Saturday, June 09, 2007

Not Alone part 2

A friend of mine who knows I'm preparing to run a half marathon is working hard to make sure I'm prepared. He's the only person who asks me regularly how my running is going. He keeps volunteering to run with me because he plans to run as well. Problem is this guy is like a machine. He works out all the time. He lies down on the floor while the kids from church all jump up and down on his stomach and he never flinches. He even offered to run at my pace. When he told me what his "slow days" were, I 'bout had a heart attack. If I want to survive to run in November, I need to get in better shape before running with this guy.

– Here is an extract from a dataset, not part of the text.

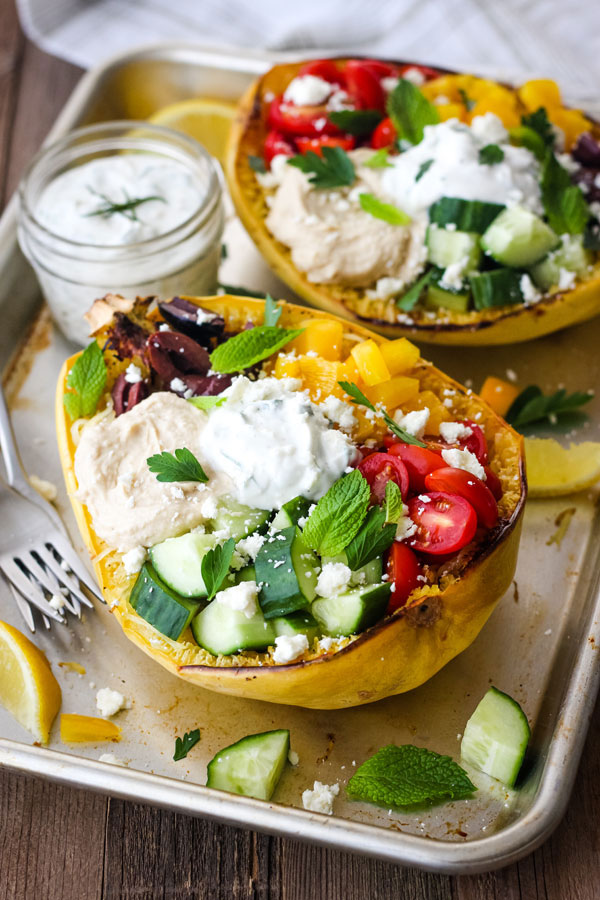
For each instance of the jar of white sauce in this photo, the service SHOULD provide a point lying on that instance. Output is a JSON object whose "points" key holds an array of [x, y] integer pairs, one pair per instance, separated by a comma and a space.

Running is one of those things I've always done alone, except when I coached high school cross country. Then I would run with my team. Most of them had no idea how hard I struggled to keep up with the best. Luckily I had the excuse of having to hold back to keep the rear half moving. I really do want to run with my friend because I know that I will get in shape a lot faster with him pushing me. I just worry about surviving the pushing!

My faith journey has always benefitted when I "ran" with someone who was much better than I. I could watch their lives and see how they handle things. I could learn to "do" things like them. I can look back and see how I grew.

There have been times where someone wanted to "run" with me so they could grow in their faithi journeys. It was an honor and privilege to be part of their spiritual growth. I had to be careful not to push them too hard beyond what they were capable of. That is not always easy to determine as a coach. Many times those of us with more experience forget that we had to work ourselves into spiritual shape.

How is your running going? Who do you need to begin training with, either for your benefit or theirs? Just a thought.

Monday, June 04, 2007

I'm Not Alone

A couple of weeks ago, I was talking with some people about one of my favorite things in the whole world - peanut butter. I was lamenting the continued absence of my brand of choice - Peter Pan reduced fat crunchy. In fact, there is no Peter Pan to be found of any type. I know I've ranted about this before, but this has got to stop. I need my peanut butter. I haven't found any other brand that I like.

An interesting thing happened. In the small group of about twenty that I was speaking to, several heads began to nod in sympathy, no make that empathy. We all shared our frustration with the long wait we are enduring for the creamy crunchy nectar of heaven made by Peter Pan to return to the shelves. They too had tried other brands and the other brands had come up short. I learned I was not alone. The five or six of us continued to talk off to the side about our woes with regards to our forced abstinence from one of our favorite foods.

It is good to discover you are not alone in your suffering, especially in more serious matters. After suffering through occupational burnout and a near nervous breakdown, I was surprised and relieved to discover just how many of my colleagues had gone through similar experiences. Even though I was well into my recovery at the time, it was encouraging to learn that my experience was somewhat normal. It is always amazing to watch the look on someone's face when they are sharing their troubles and someone else comes along and says, "Me too!"

I've said this before, but it's worth saying a thousand more times, this is one of the reasons you should never journey alone. We need to find others that will journey along the path of faith with us. They will be able to say, "Me too!" when times get hard and their experiences can become learning tools and support for us. We can "pay it forward" by doing the same for someone else down the road. Everyone benefits when they do it together. Just a thought.